Gerakan Literasi
“Literacy is a bridge from misery to hope. It is a tool for daily life in modern society. It is a bulwark against poverty, and a building block of development, an essential complement to investments in roads, dams, clinics and factories. Literacy is a platform for democratization, and a vehicle for the promotion of cultural and national identity. Especially for girls and women, it is an agent of family health and nutrition. For everyone, everywhere, literacy is, along with education in general, a basic human right…. Literacy is, finally, the road to human progress and the means through which every man, woman and child can realize his or her full potential.”
– Kofi Annan –
“Memang tidak semua orang melek huruf akan menjadi dokter, insinyur, pemimpin masyarakat, atau lainnya. Tapi yang jelas, tidak mungkin juga mereka bisa jadi dokter, dan lain-lain, jika baca-tulis saja mereka tidak bisa.
Baca – tulis setidaknya akan memberikan mereka lebih banyak pilihan, karena hanya lewat pendidikan yang baik, mereka mampu bersaing dengan dunia di luar Papua, bukan hanya itu, mereka mampu menentukan arah pembangunan daerahnya sendiri.
Mau, tidak mau, HARUS, karena modernitas sudah mulai “menggilas” tanah yang mereka tinggali”
– Butet Manurung –
Banyak orang salah mengartikan tema literasi. Di masyarakat, literasi sering diartikan, terbatas pada tema bebas dari buta aksara. National Institute for Literacy, mendefinisikan literasi tidak sekedar bebas dari buta aksara, tetapi sebagai kemampuan individu untuk membaca, menulis, berbicara, menghitung, dan memecahkan masalah pada tingkat keahlian yang diperlukan dalam pekerjaan, keluarga, dan masyarakat.
Mengingat demikian pentingnya kemampuan literasi maka perlu menjadi prioritas dalam pendidikan dasar. Banyak manfaat yang kita dapatkan, jika memiliki kemampuan literasi yang baik. Kita bisa mendapatkan informasi, pengetahuan, memenuhi tuntutan intelektual, meningkatkan minat terhadap suatu bidang, dan juga mampu meningkatkan konsentrasi.

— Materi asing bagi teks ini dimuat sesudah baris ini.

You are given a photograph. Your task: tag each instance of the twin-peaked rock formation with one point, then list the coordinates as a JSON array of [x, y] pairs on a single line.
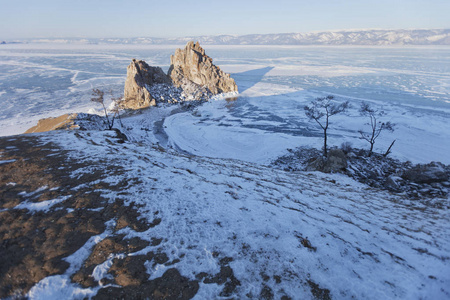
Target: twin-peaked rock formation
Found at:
[[191, 70]]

Menurut Lerner (1988:349), kemampuan membaca dan memahami bacaan merupakan dasar untuk menguasai berbagai bidang studi. Jika anak pada usia sekolah permulaan tidak segera memiliki kemampuan membaca, maka ia akan mengalami banyak kesulitan dalam mempelajari berbagai bidang studi pada kelas-kelas berikutnya.
Merujuk pada hasil survei United Nations Educational, Scientific and Cultural Organization (Unesco) pada 2011, indeks tingkat membaca masyarakat Indonesia hanya 0,001 persen. Artinya, hanya ada satu orang dari 1000 penduduk yang masih ‘mau’ membaca buku secara serius (tinggi). Kondisi ini menempatkan Indonesia pada posisi 124 dari 187 negara dalam penilaian Indeks Pembangunan Manusia (IPM). Melihat rendahnya minat membaca masyarakat Indonesia, ini akan berdampak pada rendahnya kualitas sumber daya manusia Indonesia yang akan menghadapi MEA (Mayarakat Ekonomi Asean) sehingga masyarakat Indonesia akan sangat sulit untuk bisa bersaing dengan masyarakat dari negara lain di Asean.
Ini yang membuat tema literasi menjadi salah satu fokus yang kami kerjakan di sekolah-sekolah daerah yang kami garap.